In 1979, my parents would attend Saturday Night Live parties thrown by our neighbors in suburban Philadelphia. We children were always dragged along, encouraged to play nicely in a hideously paneled basement, with the hope that we would pass out long before the TV show began. Most of us followed suit, but as a spiteful insomniac, I would bribe my little sister to stay up with me in order to creep up the stairs to see what the big deal was. The poor thing would usually fall asleep on the top step, but I could hear the skreetchy jazzy opening music of SNL and then the exciting cast introductions. I could never keep my eyes open much past that, but would always remember a boozy neighbor yelling that Gilda Radner “should have a sandwich!” Then laughs all around. (This coming from Mr. M. who yet other, uninvited neighbors would say, “could barely keep the shirt on his back, from his little Atlantic City problem.”)
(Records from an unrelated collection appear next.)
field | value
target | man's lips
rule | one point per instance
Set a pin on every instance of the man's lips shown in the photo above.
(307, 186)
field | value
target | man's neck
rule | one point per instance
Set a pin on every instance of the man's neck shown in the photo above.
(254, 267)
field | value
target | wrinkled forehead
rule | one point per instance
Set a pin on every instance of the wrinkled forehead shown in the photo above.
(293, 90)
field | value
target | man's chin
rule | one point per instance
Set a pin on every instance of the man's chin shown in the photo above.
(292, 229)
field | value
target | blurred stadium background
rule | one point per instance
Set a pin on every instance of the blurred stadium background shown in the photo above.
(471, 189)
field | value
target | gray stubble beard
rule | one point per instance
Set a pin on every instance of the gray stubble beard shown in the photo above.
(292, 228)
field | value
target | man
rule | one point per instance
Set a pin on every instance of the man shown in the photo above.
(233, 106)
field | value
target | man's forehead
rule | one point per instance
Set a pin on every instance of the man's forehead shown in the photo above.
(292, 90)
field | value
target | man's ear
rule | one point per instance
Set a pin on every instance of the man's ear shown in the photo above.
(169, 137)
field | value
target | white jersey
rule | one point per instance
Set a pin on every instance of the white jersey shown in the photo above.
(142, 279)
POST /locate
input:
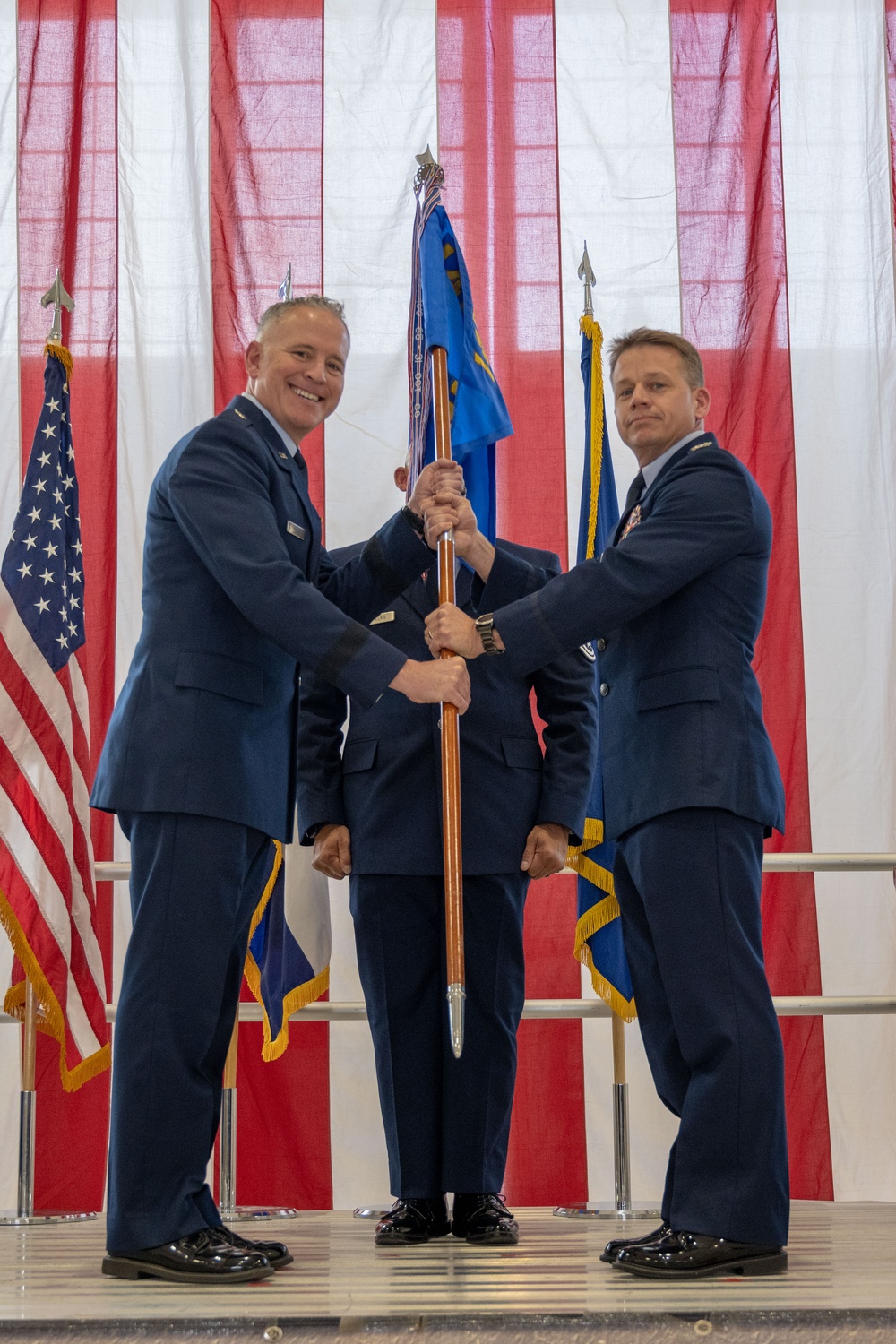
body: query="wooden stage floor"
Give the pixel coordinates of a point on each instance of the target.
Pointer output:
(841, 1261)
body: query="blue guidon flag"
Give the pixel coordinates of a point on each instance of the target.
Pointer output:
(443, 314)
(289, 943)
(598, 935)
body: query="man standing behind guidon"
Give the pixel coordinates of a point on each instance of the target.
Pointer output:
(689, 785)
(199, 762)
(375, 811)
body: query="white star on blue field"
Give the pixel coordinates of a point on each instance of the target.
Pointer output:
(42, 567)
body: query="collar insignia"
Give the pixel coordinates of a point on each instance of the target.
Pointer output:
(634, 518)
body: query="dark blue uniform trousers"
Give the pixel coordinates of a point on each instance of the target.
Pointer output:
(446, 1120)
(688, 886)
(194, 886)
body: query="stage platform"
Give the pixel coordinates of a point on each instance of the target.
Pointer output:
(841, 1284)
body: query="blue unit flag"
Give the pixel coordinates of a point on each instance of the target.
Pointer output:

Invariably on the heel of the laughter from the witty sandwich comment, Mrs. S. would jump in with “And someone should throw that Laraine Newman a bucket of chicken too!” More hilarity. And this from the woman who drank hairspray when she ran out of “the good stuff.” Ironically, I never heard anyone hoot and yell that John Belushi (whose contempt for female writers was savage) should drop the fucking cheeseburger.
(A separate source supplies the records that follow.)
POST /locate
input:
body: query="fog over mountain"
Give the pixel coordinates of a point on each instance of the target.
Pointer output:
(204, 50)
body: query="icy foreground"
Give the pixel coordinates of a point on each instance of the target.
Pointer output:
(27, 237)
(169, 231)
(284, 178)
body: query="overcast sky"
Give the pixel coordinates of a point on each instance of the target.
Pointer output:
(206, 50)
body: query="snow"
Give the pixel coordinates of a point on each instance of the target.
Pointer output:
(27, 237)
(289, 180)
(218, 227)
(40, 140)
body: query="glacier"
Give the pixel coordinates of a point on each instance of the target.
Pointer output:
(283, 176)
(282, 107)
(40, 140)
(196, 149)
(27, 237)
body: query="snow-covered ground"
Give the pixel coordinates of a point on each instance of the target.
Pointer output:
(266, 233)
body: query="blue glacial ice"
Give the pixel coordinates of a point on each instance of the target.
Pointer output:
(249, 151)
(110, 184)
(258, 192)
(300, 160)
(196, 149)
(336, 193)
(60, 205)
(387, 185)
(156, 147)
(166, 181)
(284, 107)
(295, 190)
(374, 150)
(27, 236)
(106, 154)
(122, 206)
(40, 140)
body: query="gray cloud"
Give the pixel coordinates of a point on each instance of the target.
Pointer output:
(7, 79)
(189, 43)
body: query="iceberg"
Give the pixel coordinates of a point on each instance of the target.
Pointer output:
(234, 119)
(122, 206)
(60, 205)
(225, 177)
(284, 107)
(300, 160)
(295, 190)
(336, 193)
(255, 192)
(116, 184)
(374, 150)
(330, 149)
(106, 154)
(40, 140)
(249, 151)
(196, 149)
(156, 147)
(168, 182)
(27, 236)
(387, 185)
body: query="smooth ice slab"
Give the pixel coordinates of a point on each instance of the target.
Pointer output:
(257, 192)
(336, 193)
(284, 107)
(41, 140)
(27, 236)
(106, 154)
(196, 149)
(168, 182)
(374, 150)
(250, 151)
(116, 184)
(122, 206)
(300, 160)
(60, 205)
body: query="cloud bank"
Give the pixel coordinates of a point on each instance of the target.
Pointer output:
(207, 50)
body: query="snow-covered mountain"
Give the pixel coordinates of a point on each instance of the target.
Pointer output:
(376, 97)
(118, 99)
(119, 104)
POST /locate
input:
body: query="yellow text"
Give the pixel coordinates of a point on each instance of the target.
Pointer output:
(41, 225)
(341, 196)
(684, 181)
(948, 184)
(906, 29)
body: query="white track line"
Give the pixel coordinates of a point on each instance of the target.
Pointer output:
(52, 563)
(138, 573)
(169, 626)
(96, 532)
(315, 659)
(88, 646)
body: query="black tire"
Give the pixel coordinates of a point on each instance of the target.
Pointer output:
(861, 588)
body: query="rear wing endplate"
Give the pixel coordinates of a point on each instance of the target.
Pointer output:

I’m not judging my parents’ neighbors or their choices in life. My point is that they are just normal, flawed, vulnerable, occasionally graceful, sometimes vile humans, just like “Gilda and Laraine”.
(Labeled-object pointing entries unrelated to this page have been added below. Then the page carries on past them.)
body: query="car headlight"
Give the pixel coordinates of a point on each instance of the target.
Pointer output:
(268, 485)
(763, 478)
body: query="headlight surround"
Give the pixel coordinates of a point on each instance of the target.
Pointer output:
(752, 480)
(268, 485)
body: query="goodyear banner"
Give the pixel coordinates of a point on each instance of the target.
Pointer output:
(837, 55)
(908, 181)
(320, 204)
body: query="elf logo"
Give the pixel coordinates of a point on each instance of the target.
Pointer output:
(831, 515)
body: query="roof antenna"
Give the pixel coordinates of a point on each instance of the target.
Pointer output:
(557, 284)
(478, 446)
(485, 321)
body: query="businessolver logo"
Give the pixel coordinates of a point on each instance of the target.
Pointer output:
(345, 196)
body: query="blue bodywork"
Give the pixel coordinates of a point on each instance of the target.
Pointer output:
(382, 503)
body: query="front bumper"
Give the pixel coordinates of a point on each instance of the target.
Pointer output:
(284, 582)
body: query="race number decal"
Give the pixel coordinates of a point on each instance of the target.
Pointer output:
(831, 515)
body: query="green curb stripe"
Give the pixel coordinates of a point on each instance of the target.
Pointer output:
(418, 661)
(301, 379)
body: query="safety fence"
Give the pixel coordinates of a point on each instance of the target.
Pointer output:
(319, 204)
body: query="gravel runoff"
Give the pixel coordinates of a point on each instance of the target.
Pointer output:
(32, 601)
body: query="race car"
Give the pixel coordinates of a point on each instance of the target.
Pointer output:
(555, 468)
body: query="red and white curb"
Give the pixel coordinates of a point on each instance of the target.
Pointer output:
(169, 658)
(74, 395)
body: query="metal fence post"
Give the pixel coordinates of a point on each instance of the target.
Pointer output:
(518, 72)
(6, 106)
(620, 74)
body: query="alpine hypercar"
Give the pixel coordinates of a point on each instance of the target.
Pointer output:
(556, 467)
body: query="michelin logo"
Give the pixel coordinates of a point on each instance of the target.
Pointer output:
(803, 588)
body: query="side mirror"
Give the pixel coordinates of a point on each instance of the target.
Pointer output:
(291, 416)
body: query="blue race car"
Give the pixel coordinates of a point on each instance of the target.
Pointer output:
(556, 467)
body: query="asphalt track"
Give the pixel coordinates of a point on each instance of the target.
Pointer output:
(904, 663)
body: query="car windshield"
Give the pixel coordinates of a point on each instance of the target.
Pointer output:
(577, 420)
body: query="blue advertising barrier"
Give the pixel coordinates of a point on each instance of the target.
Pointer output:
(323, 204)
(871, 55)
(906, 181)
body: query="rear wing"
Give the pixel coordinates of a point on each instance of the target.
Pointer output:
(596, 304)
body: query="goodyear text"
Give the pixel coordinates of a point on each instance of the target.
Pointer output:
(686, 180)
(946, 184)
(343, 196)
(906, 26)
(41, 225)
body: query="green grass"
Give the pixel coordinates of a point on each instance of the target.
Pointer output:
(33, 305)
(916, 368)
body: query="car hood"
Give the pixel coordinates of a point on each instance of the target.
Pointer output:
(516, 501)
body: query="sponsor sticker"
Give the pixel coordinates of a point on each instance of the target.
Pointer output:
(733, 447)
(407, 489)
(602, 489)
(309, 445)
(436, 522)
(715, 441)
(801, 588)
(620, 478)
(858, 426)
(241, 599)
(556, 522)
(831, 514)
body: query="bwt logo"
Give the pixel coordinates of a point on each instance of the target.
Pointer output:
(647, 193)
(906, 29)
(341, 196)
When Angelina Jolie and her pin thin arms and dramatic leg pose took center stage at this year’s Academy Awards ceremony, it was clear that we, as an audience (me being the worst offender), are still the same boorish, hateful, unfunny fools from the 70s. “Give that girl a sandwich!”

Strangely enough, Angelina was even thinner in 2008, while shooting Clint Eastwood’s movie Changeling when she was pregnant with twins and couldn’t keep any food down. Maybe she was pregnant at the Oscars. Maybe she posed with her leg out because she had a cramp. We don’t really care. It’s just easier to call her a freak. One thing’s for sure, she is obviously a marketing genius.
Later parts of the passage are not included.